MAN-HUNTING IN PENNSYLVANIA.

Now that the wheels of Legislation are again in motion at Harrisburg, we wish to urge upon our Senators and Representatives there, the necessity of enacting a Personal Liberty Law for this Commonwealth--a law securing to every man within the limits of the State, a right to his person and his liberty. We ask that hunting for men with a view to enslave them be forever prohibited in this State. We ask that the homes and the hearths of the old Keystone, be protected by law from the ravages of the kidnapper, and the plunderings of the manhunter. We perceive that movements toward urging such beneficent and needed legislation are being made in another section.

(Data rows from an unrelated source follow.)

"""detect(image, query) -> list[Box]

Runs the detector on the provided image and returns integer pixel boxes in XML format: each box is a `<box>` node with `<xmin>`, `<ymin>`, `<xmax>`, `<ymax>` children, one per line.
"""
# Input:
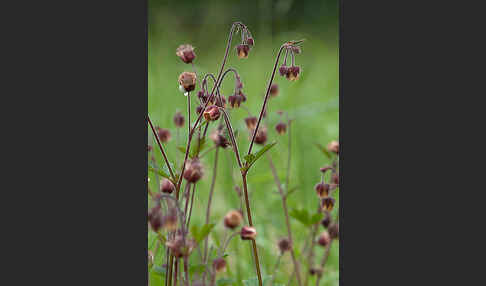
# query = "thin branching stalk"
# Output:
<box><xmin>147</xmin><ymin>115</ymin><xmax>175</xmax><ymax>179</ymax></box>
<box><xmin>316</xmin><ymin>239</ymin><xmax>334</xmax><ymax>286</ymax></box>
<box><xmin>268</xmin><ymin>156</ymin><xmax>302</xmax><ymax>286</ymax></box>
<box><xmin>248</xmin><ymin>43</ymin><xmax>288</xmax><ymax>154</ymax></box>
<box><xmin>204</xmin><ymin>147</ymin><xmax>219</xmax><ymax>263</ymax></box>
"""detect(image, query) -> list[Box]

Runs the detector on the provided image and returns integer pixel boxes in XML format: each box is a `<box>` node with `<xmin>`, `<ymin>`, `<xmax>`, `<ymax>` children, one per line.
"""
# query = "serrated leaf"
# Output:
<box><xmin>243</xmin><ymin>141</ymin><xmax>277</xmax><ymax>170</ymax></box>
<box><xmin>148</xmin><ymin>166</ymin><xmax>170</xmax><ymax>179</ymax></box>
<box><xmin>289</xmin><ymin>209</ymin><xmax>310</xmax><ymax>226</ymax></box>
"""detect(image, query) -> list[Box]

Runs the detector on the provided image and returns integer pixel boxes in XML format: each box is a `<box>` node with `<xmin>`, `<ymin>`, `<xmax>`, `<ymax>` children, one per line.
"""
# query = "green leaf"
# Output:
<box><xmin>315</xmin><ymin>143</ymin><xmax>331</xmax><ymax>159</ymax></box>
<box><xmin>243</xmin><ymin>142</ymin><xmax>277</xmax><ymax>171</ymax></box>
<box><xmin>148</xmin><ymin>166</ymin><xmax>170</xmax><ymax>179</ymax></box>
<box><xmin>289</xmin><ymin>209</ymin><xmax>310</xmax><ymax>226</ymax></box>
<box><xmin>216</xmin><ymin>278</ymin><xmax>236</xmax><ymax>286</ymax></box>
<box><xmin>189</xmin><ymin>264</ymin><xmax>206</xmax><ymax>275</ymax></box>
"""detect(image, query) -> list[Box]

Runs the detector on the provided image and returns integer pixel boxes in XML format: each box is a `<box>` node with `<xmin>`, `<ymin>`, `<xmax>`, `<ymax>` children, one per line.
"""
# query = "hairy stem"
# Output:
<box><xmin>316</xmin><ymin>239</ymin><xmax>334</xmax><ymax>286</ymax></box>
<box><xmin>147</xmin><ymin>115</ymin><xmax>175</xmax><ymax>180</ymax></box>
<box><xmin>241</xmin><ymin>171</ymin><xmax>263</xmax><ymax>286</ymax></box>
<box><xmin>248</xmin><ymin>43</ymin><xmax>287</xmax><ymax>154</ymax></box>
<box><xmin>268</xmin><ymin>156</ymin><xmax>302</xmax><ymax>286</ymax></box>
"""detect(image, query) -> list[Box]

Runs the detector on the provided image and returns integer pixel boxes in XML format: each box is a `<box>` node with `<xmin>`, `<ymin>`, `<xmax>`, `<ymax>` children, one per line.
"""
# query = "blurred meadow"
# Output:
<box><xmin>148</xmin><ymin>0</ymin><xmax>339</xmax><ymax>286</ymax></box>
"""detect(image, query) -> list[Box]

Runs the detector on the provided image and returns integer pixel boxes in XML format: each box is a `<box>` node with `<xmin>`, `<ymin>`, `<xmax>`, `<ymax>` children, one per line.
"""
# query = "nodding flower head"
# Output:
<box><xmin>148</xmin><ymin>205</ymin><xmax>162</xmax><ymax>232</ymax></box>
<box><xmin>275</xmin><ymin>122</ymin><xmax>287</xmax><ymax>135</ymax></box>
<box><xmin>331</xmin><ymin>173</ymin><xmax>339</xmax><ymax>185</ymax></box>
<box><xmin>278</xmin><ymin>64</ymin><xmax>289</xmax><ymax>77</ymax></box>
<box><xmin>236</xmin><ymin>44</ymin><xmax>250</xmax><ymax>59</ymax></box>
<box><xmin>209</xmin><ymin>128</ymin><xmax>229</xmax><ymax>149</ymax></box>
<box><xmin>224</xmin><ymin>210</ymin><xmax>243</xmax><ymax>229</ymax></box>
<box><xmin>321</xmin><ymin>197</ymin><xmax>336</xmax><ymax>212</ymax></box>
<box><xmin>327</xmin><ymin>222</ymin><xmax>339</xmax><ymax>239</ymax></box>
<box><xmin>327</xmin><ymin>140</ymin><xmax>339</xmax><ymax>154</ymax></box>
<box><xmin>278</xmin><ymin>238</ymin><xmax>292</xmax><ymax>254</ymax></box>
<box><xmin>209</xmin><ymin>128</ymin><xmax>230</xmax><ymax>149</ymax></box>
<box><xmin>317</xmin><ymin>231</ymin><xmax>331</xmax><ymax>246</ymax></box>
<box><xmin>155</xmin><ymin>126</ymin><xmax>172</xmax><ymax>143</ymax></box>
<box><xmin>213</xmin><ymin>257</ymin><xmax>226</xmax><ymax>273</ymax></box>
<box><xmin>240</xmin><ymin>226</ymin><xmax>256</xmax><ymax>240</ymax></box>
<box><xmin>309</xmin><ymin>267</ymin><xmax>322</xmax><ymax>276</ymax></box>
<box><xmin>160</xmin><ymin>178</ymin><xmax>175</xmax><ymax>194</ymax></box>
<box><xmin>314</xmin><ymin>183</ymin><xmax>329</xmax><ymax>198</ymax></box>
<box><xmin>270</xmin><ymin>83</ymin><xmax>278</xmax><ymax>97</ymax></box>
<box><xmin>286</xmin><ymin>66</ymin><xmax>300</xmax><ymax>80</ymax></box>
<box><xmin>174</xmin><ymin>111</ymin><xmax>185</xmax><ymax>128</ymax></box>
<box><xmin>203</xmin><ymin>105</ymin><xmax>221</xmax><ymax>121</ymax></box>
<box><xmin>255</xmin><ymin>127</ymin><xmax>267</xmax><ymax>145</ymax></box>
<box><xmin>184</xmin><ymin>158</ymin><xmax>204</xmax><ymax>183</ymax></box>
<box><xmin>196</xmin><ymin>105</ymin><xmax>203</xmax><ymax>115</ymax></box>
<box><xmin>179</xmin><ymin>72</ymin><xmax>196</xmax><ymax>92</ymax></box>
<box><xmin>321</xmin><ymin>212</ymin><xmax>331</xmax><ymax>228</ymax></box>
<box><xmin>176</xmin><ymin>45</ymin><xmax>196</xmax><ymax>64</ymax></box>
<box><xmin>245</xmin><ymin>116</ymin><xmax>258</xmax><ymax>130</ymax></box>
<box><xmin>319</xmin><ymin>166</ymin><xmax>332</xmax><ymax>174</ymax></box>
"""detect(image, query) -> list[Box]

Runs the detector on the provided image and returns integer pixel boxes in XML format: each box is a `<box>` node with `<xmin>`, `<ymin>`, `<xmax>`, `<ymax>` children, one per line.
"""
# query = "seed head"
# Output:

A large and influential Anti-Slavery Convention was recently held in Philadelphia, at which strong resolutions were passed upon the subject, and the circulation of the annexed Petition was recommended:

'To the Senate and House of Representatives of the Commonwealth of Pennsylvania.

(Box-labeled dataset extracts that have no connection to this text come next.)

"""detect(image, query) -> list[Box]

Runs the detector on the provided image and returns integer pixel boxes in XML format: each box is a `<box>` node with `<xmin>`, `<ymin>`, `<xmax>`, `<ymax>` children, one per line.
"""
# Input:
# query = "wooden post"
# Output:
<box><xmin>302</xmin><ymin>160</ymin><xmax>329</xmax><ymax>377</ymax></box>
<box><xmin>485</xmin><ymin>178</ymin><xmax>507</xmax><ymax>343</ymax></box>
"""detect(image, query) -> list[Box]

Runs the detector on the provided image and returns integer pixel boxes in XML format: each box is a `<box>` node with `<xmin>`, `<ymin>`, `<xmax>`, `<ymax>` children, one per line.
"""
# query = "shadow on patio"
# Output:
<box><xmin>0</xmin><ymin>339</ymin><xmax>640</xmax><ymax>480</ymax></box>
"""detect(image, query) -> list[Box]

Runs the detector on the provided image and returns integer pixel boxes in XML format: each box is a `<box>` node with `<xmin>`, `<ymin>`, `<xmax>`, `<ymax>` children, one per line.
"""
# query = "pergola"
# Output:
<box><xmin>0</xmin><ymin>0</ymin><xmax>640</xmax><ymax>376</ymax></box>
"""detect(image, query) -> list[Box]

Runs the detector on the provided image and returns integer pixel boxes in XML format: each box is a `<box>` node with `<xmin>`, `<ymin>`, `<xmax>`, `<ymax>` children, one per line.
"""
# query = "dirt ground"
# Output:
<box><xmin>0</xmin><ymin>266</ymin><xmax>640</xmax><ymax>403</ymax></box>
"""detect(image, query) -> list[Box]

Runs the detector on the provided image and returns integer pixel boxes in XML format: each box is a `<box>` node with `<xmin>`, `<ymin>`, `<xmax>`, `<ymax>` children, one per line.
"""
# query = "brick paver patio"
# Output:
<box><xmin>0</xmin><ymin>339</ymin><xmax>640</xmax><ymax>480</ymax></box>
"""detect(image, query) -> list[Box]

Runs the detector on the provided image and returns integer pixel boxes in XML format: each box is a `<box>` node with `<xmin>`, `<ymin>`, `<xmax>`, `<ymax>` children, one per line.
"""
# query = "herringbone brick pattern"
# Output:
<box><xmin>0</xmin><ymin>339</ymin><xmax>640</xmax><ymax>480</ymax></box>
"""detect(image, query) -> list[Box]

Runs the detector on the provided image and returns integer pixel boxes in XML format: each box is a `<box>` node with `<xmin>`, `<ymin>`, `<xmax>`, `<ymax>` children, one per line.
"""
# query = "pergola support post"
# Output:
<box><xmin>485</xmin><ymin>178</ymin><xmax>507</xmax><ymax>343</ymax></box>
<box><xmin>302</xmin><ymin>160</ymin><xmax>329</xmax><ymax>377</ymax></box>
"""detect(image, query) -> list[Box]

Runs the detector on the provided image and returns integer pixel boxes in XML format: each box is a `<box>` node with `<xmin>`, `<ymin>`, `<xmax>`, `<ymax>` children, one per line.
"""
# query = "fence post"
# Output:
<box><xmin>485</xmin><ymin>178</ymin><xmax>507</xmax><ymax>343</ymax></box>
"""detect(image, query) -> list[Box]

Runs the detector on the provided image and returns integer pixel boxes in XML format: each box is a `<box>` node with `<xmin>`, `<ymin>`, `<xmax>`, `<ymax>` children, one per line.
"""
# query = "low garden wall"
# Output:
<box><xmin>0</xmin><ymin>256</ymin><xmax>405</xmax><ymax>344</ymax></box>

We, the undersigned, inhabitants of the State of Pennsylvania, respectfully ask that you will pass a law prohibiting the surrender of any human being claimed as a slave on the soil of Pennsylvania.'

This form of petition is pointed, brief, and embodies correct sentiment. We propose to print blank copies of this Petition, or one of similar import, for circulation in this region of the State. Who will refuse to sign such a paper? We may not succeed in persuading our law-tinkers to act upon our prayer. It is probable that we will not. But we may begin to-day an agitation which one day will culminate in this desirable action. We can put our wishes on record. We can give expression to the moral sentiment of the people on this subject. Similar movements are being carried forward in other States, with marked promises of success. We profess to be a Free State--we are not such only in name. Our verdant meadows and smiling hill-sides are all open to the invader who may come hither scenting human blood! Every human being is free by virtue of his birth--free because God made him so. We ask not, then, as some have basely claimed, that no man shall be taken into slavery from this State without a trial by jury. We ask no such absurd and cringing thing. let no man be put on trial in Pennsylvania to ascertain whether he belongs to himself or not! But let us enact, as a sovereign State worthy of the name, that every human being on our soil is free, and shall be protected in his freedom. We owe it to ourselves, to humanity and justice, to honor and consistency, to do this thing.